I look at the open door and out into the office, catching the eye of a young woman, who smiles and then looks back down at her work. I turn again to the window and try not to stare at my reflection.
20
In the modern world, where everyone is brave and heroic, and life is conducted in superlatives, I expect there would be plenty of people who would have blindly charged into that farmhouse, when shots were being fired and the place was in a state of confusion, to do their bit. Good sense, in that narrative, would be seen by many as pusillanimity. I just saw it as good sense. However, where I was, without question, pusillanimous, was in not calling Quinn and letting him know I wouldn’t be in work tomorrow.
That was gutless. Equally so is the fact that I’ve turned my phone off. I’ll put it back on at some point along the way, the middle of the night, to make sure I don’t miss anything they really need to tell me. Other than, that is, the condemnation of my actions and whatever sanctions that Quinn is intending to lob at me.
Maybe I’ll speak to him tomorrow when he might have calmed down. Little to be gained from him shouting at me, and me growing entrenched in my decision not to get on a plane. Or, my decision not to come into work when told to, as he will no doubt put it.
I called Mary. Pretty craven.
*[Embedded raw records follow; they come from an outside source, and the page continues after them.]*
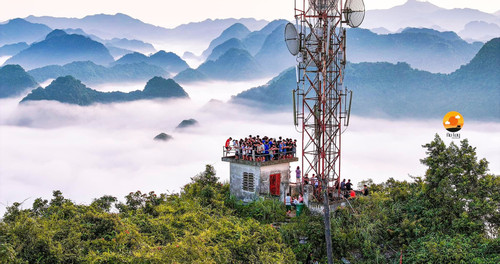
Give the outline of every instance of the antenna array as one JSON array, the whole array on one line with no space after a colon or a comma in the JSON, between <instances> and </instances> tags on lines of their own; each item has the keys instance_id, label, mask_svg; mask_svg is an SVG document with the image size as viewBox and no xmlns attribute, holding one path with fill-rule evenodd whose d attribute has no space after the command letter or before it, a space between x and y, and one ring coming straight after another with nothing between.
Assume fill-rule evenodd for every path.
<instances>
[{"instance_id":1,"label":"antenna array","mask_svg":"<svg viewBox=\"0 0 500 264\"><path fill-rule=\"evenodd\" d=\"M363 0L301 2L295 2L295 26L290 23L285 28L287 47L297 56L294 123L302 126L302 173L315 174L321 179L321 192L316 198L325 205L325 236L328 260L332 263L329 197L335 196L334 182L340 183L341 131L342 126L349 124L352 99L352 92L343 83L344 25L358 27L362 23L364 3ZM339 193L338 189L337 196Z\"/></svg>"}]
</instances>

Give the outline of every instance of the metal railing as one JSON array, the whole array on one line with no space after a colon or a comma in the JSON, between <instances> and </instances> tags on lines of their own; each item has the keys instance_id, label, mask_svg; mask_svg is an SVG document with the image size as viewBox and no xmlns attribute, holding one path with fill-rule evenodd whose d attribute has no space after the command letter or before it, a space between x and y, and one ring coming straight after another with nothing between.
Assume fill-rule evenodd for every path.
<instances>
[{"instance_id":1,"label":"metal railing","mask_svg":"<svg viewBox=\"0 0 500 264\"><path fill-rule=\"evenodd\" d=\"M296 149L287 148L284 149L283 151L279 151L278 148L273 148L271 150L268 150L268 152L272 153L262 153L262 152L256 153L254 149L248 149L246 150L246 153L243 153L243 150L241 148L225 147L225 146L222 147L222 157L225 158L234 157L235 159L257 161L257 162L295 158Z\"/></svg>"}]
</instances>

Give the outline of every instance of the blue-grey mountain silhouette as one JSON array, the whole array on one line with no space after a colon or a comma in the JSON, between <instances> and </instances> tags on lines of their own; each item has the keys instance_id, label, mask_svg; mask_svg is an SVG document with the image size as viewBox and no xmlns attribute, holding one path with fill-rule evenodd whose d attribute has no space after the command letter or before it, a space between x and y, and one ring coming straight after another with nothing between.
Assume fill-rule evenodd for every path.
<instances>
[{"instance_id":1,"label":"blue-grey mountain silhouette","mask_svg":"<svg viewBox=\"0 0 500 264\"><path fill-rule=\"evenodd\" d=\"M226 30L224 30L220 34L220 36L218 36L217 38L212 40L210 42L210 45L208 46L208 48L205 51L203 51L202 56L204 58L207 58L210 55L210 53L212 53L212 50L215 47L219 46L220 44L222 44L222 43L224 43L227 40L232 39L232 38L243 39L249 33L250 33L250 30L248 30L247 27L245 27L241 23L236 23L236 24L228 27Z\"/></svg>"},{"instance_id":2,"label":"blue-grey mountain silhouette","mask_svg":"<svg viewBox=\"0 0 500 264\"><path fill-rule=\"evenodd\" d=\"M499 64L500 38L496 38L451 74L415 70L407 63L348 63L344 85L354 91L352 111L357 115L441 118L443 112L456 109L478 120L500 120ZM273 109L291 107L295 87L295 69L290 68L232 101L272 105Z\"/></svg>"},{"instance_id":3,"label":"blue-grey mountain silhouette","mask_svg":"<svg viewBox=\"0 0 500 264\"><path fill-rule=\"evenodd\" d=\"M165 52L163 50L157 53L146 56L139 52L134 52L121 57L114 64L127 64L145 62L151 65L162 67L168 72L180 72L189 68L188 64L173 52Z\"/></svg>"},{"instance_id":4,"label":"blue-grey mountain silhouette","mask_svg":"<svg viewBox=\"0 0 500 264\"><path fill-rule=\"evenodd\" d=\"M243 45L245 45L246 49L250 52L250 54L252 54L252 56L255 56L255 54L257 54L257 52L259 52L259 50L262 48L262 45L264 44L264 41L266 41L267 36L271 34L277 27L286 23L288 23L288 21L284 19L273 20L269 22L269 24L267 24L261 30L253 31L248 34L242 40Z\"/></svg>"},{"instance_id":5,"label":"blue-grey mountain silhouette","mask_svg":"<svg viewBox=\"0 0 500 264\"><path fill-rule=\"evenodd\" d=\"M113 62L103 44L88 37L54 30L45 40L32 44L8 59L6 64L19 64L25 69L47 65L64 65L73 61L92 61L101 65Z\"/></svg>"},{"instance_id":6,"label":"blue-grey mountain silhouette","mask_svg":"<svg viewBox=\"0 0 500 264\"><path fill-rule=\"evenodd\" d=\"M230 49L215 61L207 61L197 69L210 79L246 80L262 77L262 67L246 50Z\"/></svg>"},{"instance_id":7,"label":"blue-grey mountain silhouette","mask_svg":"<svg viewBox=\"0 0 500 264\"><path fill-rule=\"evenodd\" d=\"M267 73L278 74L294 65L295 57L290 55L284 41L285 24L280 24L266 37L255 59Z\"/></svg>"},{"instance_id":8,"label":"blue-grey mountain silhouette","mask_svg":"<svg viewBox=\"0 0 500 264\"><path fill-rule=\"evenodd\" d=\"M196 119L190 118L190 119L184 119L182 122L180 122L175 129L183 129L183 128L188 128L192 126L198 125L198 121Z\"/></svg>"},{"instance_id":9,"label":"blue-grey mountain silhouette","mask_svg":"<svg viewBox=\"0 0 500 264\"><path fill-rule=\"evenodd\" d=\"M169 43L208 43L219 36L224 29L235 23L242 23L251 30L260 29L267 24L265 20L254 18L206 19L167 29L144 23L125 14L90 15L84 18L65 18L29 16L25 18L34 23L42 23L52 28L81 28L89 34L102 39L128 38L142 41L163 41Z\"/></svg>"},{"instance_id":10,"label":"blue-grey mountain silhouette","mask_svg":"<svg viewBox=\"0 0 500 264\"><path fill-rule=\"evenodd\" d=\"M500 18L498 19L500 21ZM500 23L499 23L500 24ZM458 34L466 40L488 41L500 36L500 25L484 21L472 21Z\"/></svg>"},{"instance_id":11,"label":"blue-grey mountain silhouette","mask_svg":"<svg viewBox=\"0 0 500 264\"><path fill-rule=\"evenodd\" d=\"M212 53L210 56L208 56L207 60L217 60L221 55L226 53L230 49L242 49L246 50L245 45L241 42L241 40L237 38L231 38L229 40L226 40L222 44L218 45L212 50Z\"/></svg>"},{"instance_id":12,"label":"blue-grey mountain silhouette","mask_svg":"<svg viewBox=\"0 0 500 264\"><path fill-rule=\"evenodd\" d=\"M469 62L483 45L467 43L454 32L407 28L378 35L367 29L347 31L350 62L407 62L413 68L450 73Z\"/></svg>"},{"instance_id":13,"label":"blue-grey mountain silhouette","mask_svg":"<svg viewBox=\"0 0 500 264\"><path fill-rule=\"evenodd\" d=\"M208 76L195 69L185 69L179 72L174 80L180 83L201 82L208 80Z\"/></svg>"},{"instance_id":14,"label":"blue-grey mountain silhouette","mask_svg":"<svg viewBox=\"0 0 500 264\"><path fill-rule=\"evenodd\" d=\"M87 84L146 81L154 76L168 76L168 73L164 69L144 62L104 67L91 61L77 61L64 66L45 66L30 70L29 74L38 82L71 75Z\"/></svg>"},{"instance_id":15,"label":"blue-grey mountain silhouette","mask_svg":"<svg viewBox=\"0 0 500 264\"><path fill-rule=\"evenodd\" d=\"M19 65L0 67L0 98L20 95L38 83Z\"/></svg>"},{"instance_id":16,"label":"blue-grey mountain silhouette","mask_svg":"<svg viewBox=\"0 0 500 264\"><path fill-rule=\"evenodd\" d=\"M113 38L106 41L106 44L112 45L117 48L137 51L146 54L156 52L156 49L153 47L153 45L137 39Z\"/></svg>"},{"instance_id":17,"label":"blue-grey mountain silhouette","mask_svg":"<svg viewBox=\"0 0 500 264\"><path fill-rule=\"evenodd\" d=\"M27 101L51 100L61 103L91 105L94 103L127 102L144 99L189 98L188 94L172 79L154 77L148 81L144 90L123 92L99 92L85 86L73 76L59 77L45 88L31 91L21 100Z\"/></svg>"},{"instance_id":18,"label":"blue-grey mountain silhouette","mask_svg":"<svg viewBox=\"0 0 500 264\"><path fill-rule=\"evenodd\" d=\"M29 45L26 44L26 42L5 44L2 47L0 47L0 56L12 56L21 52L24 49L27 49L28 47Z\"/></svg>"},{"instance_id":19,"label":"blue-grey mountain silhouette","mask_svg":"<svg viewBox=\"0 0 500 264\"><path fill-rule=\"evenodd\" d=\"M498 17L494 14L469 8L445 9L425 1L408 0L402 5L389 9L368 10L363 27L384 27L392 32L407 27L459 32L471 21L500 25Z\"/></svg>"},{"instance_id":20,"label":"blue-grey mountain silhouette","mask_svg":"<svg viewBox=\"0 0 500 264\"><path fill-rule=\"evenodd\" d=\"M40 41L50 31L52 29L46 25L31 23L21 18L11 19L0 24L0 45Z\"/></svg>"}]
</instances>

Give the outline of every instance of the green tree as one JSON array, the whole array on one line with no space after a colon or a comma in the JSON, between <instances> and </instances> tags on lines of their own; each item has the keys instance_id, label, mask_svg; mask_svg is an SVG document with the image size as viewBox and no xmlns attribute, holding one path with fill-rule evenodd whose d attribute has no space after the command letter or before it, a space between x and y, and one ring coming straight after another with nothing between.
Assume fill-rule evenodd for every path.
<instances>
[{"instance_id":1,"label":"green tree","mask_svg":"<svg viewBox=\"0 0 500 264\"><path fill-rule=\"evenodd\" d=\"M460 146L452 142L446 147L436 135L423 147L427 157L422 163L428 167L423 196L429 221L436 224L430 228L474 234L491 227L498 234L500 185L498 177L487 174L486 159L478 160L476 148L467 139Z\"/></svg>"}]
</instances>

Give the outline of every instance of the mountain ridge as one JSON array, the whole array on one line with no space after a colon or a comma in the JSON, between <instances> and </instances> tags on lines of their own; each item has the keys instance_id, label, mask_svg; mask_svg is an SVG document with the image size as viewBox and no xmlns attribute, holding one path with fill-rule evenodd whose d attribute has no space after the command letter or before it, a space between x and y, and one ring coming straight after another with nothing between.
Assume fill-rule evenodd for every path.
<instances>
[{"instance_id":1,"label":"mountain ridge","mask_svg":"<svg viewBox=\"0 0 500 264\"><path fill-rule=\"evenodd\" d=\"M154 76L168 77L169 75L168 72L162 68L145 62L117 64L111 67L104 67L91 61L75 61L63 66L49 65L30 70L28 73L38 82L71 75L88 84L145 81Z\"/></svg>"},{"instance_id":2,"label":"mountain ridge","mask_svg":"<svg viewBox=\"0 0 500 264\"><path fill-rule=\"evenodd\" d=\"M94 103L128 102L144 99L189 98L184 89L172 79L154 77L144 90L123 92L99 92L88 88L73 76L58 77L45 88L37 88L24 97L20 103L51 100L61 103L88 106Z\"/></svg>"},{"instance_id":3,"label":"mountain ridge","mask_svg":"<svg viewBox=\"0 0 500 264\"><path fill-rule=\"evenodd\" d=\"M453 109L474 119L499 120L500 68L492 67L499 63L500 38L496 38L451 74L416 70L407 63L348 63L344 86L354 90L352 109L356 115L439 118ZM295 87L295 69L289 68L266 85L246 90L231 101L290 106Z\"/></svg>"},{"instance_id":4,"label":"mountain ridge","mask_svg":"<svg viewBox=\"0 0 500 264\"><path fill-rule=\"evenodd\" d=\"M155 54L151 54L150 56L146 56L140 52L129 53L113 62L113 65L138 62L144 62L150 65L161 67L167 72L181 72L189 68L189 65L186 63L186 61L181 59L181 57L179 57L177 54L173 52L166 52L164 50L160 50Z\"/></svg>"},{"instance_id":5,"label":"mountain ridge","mask_svg":"<svg viewBox=\"0 0 500 264\"><path fill-rule=\"evenodd\" d=\"M56 29L50 32L44 40L12 56L5 64L19 64L25 69L34 69L81 60L90 60L103 65L114 61L102 43Z\"/></svg>"},{"instance_id":6,"label":"mountain ridge","mask_svg":"<svg viewBox=\"0 0 500 264\"><path fill-rule=\"evenodd\" d=\"M500 26L494 14L470 8L446 9L429 2L409 0L388 9L367 10L364 28L386 28L396 32L406 27L426 27L460 32L471 21L484 21ZM467 38L466 35L461 35ZM481 38L476 39L481 40Z\"/></svg>"}]
</instances>

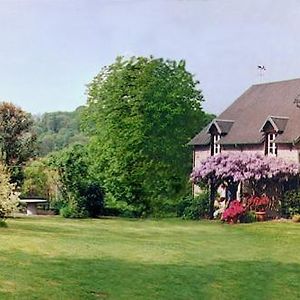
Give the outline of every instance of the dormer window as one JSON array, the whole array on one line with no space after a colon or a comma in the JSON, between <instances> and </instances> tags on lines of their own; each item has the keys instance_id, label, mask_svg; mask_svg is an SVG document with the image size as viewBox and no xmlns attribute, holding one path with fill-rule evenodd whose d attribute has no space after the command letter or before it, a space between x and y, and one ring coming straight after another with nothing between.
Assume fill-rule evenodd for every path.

Getting the woman on the front desk to deliver the news. At least it was in the knowledge that Quinn isn’t a shoot-the-messenger type of man. Mary sounded concerned for me, rather than concerned about having to deliver the news. I didn’t feel I deserved her concern. I just wasn’t getting on a plane.
The DHM found a solution, and I’m sitting next to her right now. I’m driving the first leg, she’ll take over somewhere around about Riga. That means I get the bang-in-the-middle-of-the-night shift, starting around 1 a.m., so I’ll need to make sure I sleep while she’s driving.
Her name’s Dorothy. That’s all either of them told me. Works in the Embassy, but I’ve no idea what she does. UK-based, I presume. We don’t need to talk about it. So far, in fact, we haven’t talked about anything.